I woke up in a dark room. I knew I was inside a room because I could hear doors opening and closing. I knew that this was not representative of my entire life because I had memories of being outside of this room, of living my life before this room. Why was I in this room? And how did I get here? I did not know. I just had a sense of certainty that I could trust my memories. And early on, I decided to hold on to these recollections.
This room had no light. I remained inside this room for what felt to be a very long time. Without gadgets or tools to tell me what day it was, or how much time had passed, I was clueless as to how long the sentence had been and would continue to be.
I did know one thing: I wanted out of this dark room!
With my powers of deduction, I made observations:
1. This room was large! No matter how far I traveled by foot I couldn’t reach a wall, and yet I heard doors open and close. Doors that must have been connected to walls. But where were these walls?
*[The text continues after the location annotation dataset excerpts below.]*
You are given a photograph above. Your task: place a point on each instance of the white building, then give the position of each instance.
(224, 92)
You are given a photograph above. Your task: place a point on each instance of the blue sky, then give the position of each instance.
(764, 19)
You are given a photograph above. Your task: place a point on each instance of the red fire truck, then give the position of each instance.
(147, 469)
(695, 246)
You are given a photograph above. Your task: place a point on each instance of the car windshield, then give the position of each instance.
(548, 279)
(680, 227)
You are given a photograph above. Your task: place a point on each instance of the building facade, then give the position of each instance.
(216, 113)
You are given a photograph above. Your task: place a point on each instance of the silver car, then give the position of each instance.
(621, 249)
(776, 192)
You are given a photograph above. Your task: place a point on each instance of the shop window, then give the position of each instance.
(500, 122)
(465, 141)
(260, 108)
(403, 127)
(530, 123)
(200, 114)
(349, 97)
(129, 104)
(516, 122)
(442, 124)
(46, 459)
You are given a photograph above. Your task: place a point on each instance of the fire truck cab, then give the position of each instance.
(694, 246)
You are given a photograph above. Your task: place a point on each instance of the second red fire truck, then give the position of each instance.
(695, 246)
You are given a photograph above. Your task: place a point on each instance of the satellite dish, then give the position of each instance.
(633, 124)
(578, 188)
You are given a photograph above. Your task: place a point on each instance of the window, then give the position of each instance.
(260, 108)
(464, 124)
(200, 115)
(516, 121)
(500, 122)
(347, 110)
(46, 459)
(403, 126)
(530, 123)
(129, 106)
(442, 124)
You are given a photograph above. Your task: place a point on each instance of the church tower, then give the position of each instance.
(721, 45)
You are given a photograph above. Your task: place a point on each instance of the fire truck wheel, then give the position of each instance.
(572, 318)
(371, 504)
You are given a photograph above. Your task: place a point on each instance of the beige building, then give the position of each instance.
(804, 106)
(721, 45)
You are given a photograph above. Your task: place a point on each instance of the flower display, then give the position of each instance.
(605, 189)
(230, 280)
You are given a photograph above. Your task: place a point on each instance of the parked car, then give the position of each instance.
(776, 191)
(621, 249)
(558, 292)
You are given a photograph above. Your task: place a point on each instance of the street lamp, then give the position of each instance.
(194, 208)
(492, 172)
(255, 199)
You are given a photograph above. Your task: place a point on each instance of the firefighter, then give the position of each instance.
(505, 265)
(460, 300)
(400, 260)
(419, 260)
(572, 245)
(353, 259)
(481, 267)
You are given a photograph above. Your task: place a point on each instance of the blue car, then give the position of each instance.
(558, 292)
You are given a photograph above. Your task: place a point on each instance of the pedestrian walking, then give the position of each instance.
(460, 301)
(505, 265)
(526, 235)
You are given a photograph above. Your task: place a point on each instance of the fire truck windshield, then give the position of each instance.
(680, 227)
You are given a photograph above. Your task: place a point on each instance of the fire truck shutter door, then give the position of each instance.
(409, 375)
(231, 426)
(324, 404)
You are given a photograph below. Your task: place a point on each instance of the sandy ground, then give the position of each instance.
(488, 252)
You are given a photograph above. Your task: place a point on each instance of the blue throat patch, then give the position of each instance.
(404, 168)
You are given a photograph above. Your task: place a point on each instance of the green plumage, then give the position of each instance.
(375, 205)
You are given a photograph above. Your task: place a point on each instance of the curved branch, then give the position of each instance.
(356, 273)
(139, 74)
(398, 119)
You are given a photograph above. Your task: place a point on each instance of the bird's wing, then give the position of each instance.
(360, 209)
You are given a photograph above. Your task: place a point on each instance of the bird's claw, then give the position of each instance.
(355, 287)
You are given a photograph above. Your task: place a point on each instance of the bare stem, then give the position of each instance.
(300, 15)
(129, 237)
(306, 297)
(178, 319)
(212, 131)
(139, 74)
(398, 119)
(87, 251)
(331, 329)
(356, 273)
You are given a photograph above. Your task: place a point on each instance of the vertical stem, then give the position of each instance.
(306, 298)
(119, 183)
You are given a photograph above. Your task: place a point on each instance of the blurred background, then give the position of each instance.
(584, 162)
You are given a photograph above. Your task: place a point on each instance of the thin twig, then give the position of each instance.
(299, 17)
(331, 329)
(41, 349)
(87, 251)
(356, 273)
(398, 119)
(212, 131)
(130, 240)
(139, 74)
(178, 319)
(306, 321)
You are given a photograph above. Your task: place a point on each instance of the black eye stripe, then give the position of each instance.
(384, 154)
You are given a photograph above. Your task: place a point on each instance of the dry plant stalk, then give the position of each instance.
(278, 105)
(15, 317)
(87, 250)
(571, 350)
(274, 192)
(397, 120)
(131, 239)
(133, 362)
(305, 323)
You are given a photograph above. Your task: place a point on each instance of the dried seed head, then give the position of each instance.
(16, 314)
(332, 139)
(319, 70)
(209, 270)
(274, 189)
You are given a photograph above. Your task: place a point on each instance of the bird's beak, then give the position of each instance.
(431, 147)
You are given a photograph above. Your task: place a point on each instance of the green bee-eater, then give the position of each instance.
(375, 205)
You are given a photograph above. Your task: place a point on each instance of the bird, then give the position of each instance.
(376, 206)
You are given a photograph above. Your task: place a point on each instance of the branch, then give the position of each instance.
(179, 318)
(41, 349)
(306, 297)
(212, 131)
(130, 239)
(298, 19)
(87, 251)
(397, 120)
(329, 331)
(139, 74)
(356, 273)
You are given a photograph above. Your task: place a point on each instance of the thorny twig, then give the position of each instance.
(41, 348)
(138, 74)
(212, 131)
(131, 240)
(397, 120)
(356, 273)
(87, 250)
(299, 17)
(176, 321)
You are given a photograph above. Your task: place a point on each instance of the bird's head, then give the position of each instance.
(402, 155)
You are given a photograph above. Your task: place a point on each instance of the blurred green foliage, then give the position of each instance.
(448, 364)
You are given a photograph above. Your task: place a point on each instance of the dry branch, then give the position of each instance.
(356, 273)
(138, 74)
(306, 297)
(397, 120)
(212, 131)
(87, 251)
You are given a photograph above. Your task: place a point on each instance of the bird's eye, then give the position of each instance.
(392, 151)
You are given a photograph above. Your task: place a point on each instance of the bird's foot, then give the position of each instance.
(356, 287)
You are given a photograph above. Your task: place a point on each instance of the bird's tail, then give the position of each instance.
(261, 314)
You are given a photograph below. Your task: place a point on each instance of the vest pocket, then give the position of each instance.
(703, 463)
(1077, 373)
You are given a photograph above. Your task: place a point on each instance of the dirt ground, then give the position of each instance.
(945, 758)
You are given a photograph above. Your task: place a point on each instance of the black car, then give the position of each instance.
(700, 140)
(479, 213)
2. I could hear people walking by. I could feel others as I bumped into them, and as they bumped into me. Eventually, voices began to sound familiar. So, I asked my neighbors, Do you know where we are? How do we get out? How long have you, yourselves, been here? And they replied, “I don’t know”, to all of my questions. They were as lost as me.
3. In this room, our basic needs for food and water were suspended. Or at least, mines were. I didn’t feel the deprivation of physical nourishment. I didn’t feel a satisfaction either. But I didn’t feel the physical hunger or thirst. This was a relief considering I had a bigger need on my hands: to go beyond.
4. After wandering for a long time, I decided to rest. Just be still. Instead of listening to the captives, I would try my best to pay attention to the outgoers. We couldn’t all be prisoners. There are people leaving through doors. It must have been hope that interpreted the outgoers to hold success stories.
I got back up, and took a couple of steps forward, back, left to right all the while throwing my arms up above me. I was trying to grab a possible instrument that outgoers were using to leave this room. Perhaps, there was a bar or rail that they clung to and followed. But there was nothing. So, I thought creatively, and hunched down to the ground. Maybe there was a clue on the floor? I found a bundle of braided thread. It was a rope! But was this the instrument outgoers were using? And instead would this rope lead me to my own demise? There was only one way to find out.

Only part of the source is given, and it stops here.